Wow!!!... if this is true, maybe the key to that treasure is within my grasp!  It's not some hard to read rule book for how to get to Heaven... this is a right here, right now story and collection of stories about the right here and right now.  Humanity 101.  So they are stories from a different place, and a different time, but put into perspective... the humans of three thousand years ago, had the same struggles we have.  And for some reason, their struggles didn't get whited out of the pages that have survived for so many millennia.  There has to be a redeeming reason that the hard times made it into this library.  We are human.  Hard times are our reality.  

"When you read the Bible, then, you read it as an unfolding story. You don’t edit out the earlier bits or pretend like they’re not there; they reflect how people understood things in that time in that place. You read the stories in light of where they’re headed. The earlier bits reflect how people understood things at that point in history, but the stories keep going.

The Bible comes out of actual human history, reflecting the funky, flawed, frustrating world these stories came out of. And right there in the midst of those stories, you often see growth and maturing and expanding perspectives." (RB)

So thank you Rob Bell... and Pete Enns and Rachel Held Evans... and all those who have had a hand in getting the key into my hand so I can open up this treasure chest... we've come to know as the Bible.  

One more confession.  After reading this post, one might assume that I am going to be abundantly enthusiastic and start "meditating day and night" on the Bible... I can assure you that most likely won't be the case.  I don't live in the treasure chest, but it is there for those times when I need some inspiration, wisdom, comfort and understanding.  

I don't ever want to go back to the place where obligation and guilt were my companions.  I want to enjoy my journey and my helpful guides in this life.  I just hope that I can embrace this library in a new way as Rob Bell and the others so graciously have encouraged me.  

"Interpretation, incarnation, now then, a bit about invitation.
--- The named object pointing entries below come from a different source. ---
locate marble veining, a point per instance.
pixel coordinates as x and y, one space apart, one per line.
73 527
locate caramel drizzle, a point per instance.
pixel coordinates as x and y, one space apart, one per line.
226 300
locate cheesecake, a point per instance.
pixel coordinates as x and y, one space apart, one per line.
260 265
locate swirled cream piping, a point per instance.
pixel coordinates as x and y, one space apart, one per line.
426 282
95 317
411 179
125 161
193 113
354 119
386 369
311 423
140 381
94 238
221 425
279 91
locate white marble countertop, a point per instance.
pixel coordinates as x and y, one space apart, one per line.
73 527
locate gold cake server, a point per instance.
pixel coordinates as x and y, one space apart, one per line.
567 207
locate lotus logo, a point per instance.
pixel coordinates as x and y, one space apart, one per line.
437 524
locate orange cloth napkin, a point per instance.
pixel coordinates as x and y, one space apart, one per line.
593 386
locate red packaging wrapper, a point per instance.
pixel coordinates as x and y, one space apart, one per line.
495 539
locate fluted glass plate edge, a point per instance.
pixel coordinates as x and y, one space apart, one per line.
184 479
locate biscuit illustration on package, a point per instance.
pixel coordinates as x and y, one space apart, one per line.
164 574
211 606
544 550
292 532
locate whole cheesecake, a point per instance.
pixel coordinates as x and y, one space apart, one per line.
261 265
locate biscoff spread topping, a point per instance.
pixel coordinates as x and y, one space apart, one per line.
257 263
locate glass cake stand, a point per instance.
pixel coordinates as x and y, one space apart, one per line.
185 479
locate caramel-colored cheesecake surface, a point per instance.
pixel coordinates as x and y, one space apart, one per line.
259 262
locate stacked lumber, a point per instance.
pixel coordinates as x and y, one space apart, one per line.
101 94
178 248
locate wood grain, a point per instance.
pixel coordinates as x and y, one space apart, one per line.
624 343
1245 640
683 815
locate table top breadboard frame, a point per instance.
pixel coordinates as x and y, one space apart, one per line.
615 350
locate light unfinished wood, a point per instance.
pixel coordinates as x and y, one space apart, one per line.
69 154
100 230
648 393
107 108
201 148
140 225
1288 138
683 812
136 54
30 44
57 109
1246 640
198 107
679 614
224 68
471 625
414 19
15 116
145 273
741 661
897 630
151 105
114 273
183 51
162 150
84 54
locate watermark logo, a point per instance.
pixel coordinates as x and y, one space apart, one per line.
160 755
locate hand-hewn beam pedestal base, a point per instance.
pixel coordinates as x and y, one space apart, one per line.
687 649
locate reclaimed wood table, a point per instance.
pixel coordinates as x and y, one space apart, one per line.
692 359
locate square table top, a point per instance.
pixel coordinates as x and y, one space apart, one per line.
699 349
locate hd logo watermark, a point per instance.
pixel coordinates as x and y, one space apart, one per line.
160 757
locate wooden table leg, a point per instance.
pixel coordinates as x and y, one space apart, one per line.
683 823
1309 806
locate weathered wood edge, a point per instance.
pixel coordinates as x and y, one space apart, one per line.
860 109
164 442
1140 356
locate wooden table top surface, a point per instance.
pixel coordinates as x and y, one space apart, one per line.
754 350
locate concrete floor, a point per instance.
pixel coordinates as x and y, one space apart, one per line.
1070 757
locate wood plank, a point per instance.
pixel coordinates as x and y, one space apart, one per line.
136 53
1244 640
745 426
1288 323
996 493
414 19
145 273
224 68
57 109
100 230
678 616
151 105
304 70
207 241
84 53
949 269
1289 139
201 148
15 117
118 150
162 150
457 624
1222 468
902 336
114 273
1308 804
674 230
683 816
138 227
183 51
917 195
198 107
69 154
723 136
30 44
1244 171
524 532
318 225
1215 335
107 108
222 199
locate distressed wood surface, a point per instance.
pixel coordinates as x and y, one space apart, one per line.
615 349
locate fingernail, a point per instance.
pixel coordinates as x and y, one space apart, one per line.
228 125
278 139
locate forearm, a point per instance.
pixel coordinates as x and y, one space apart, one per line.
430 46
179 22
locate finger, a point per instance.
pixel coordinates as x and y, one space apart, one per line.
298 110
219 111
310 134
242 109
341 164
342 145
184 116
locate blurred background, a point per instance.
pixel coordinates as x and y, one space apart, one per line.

Jesus tells his disciples at one point that whatever they bind will be bound and whatever they loose will be loosed.

What’s he talking about?

Binding and loosing was a first-century way of talking about interpretation. Jesus tells his followers that it’s their turn to make decisions about what’s written in the Bible.

It’s as if he says,

You watched me do it.

Now it’s your turn.

Figure out what it means to put flesh and blood on it.

In your place,

at your time,

in your world,

figure it out.

He says at one point that it’s like someone who keeps bringing new treasures out of a storehouse." (RB)


1 comment:

Lori Klassen said...

Good stuff. I think you're on to something.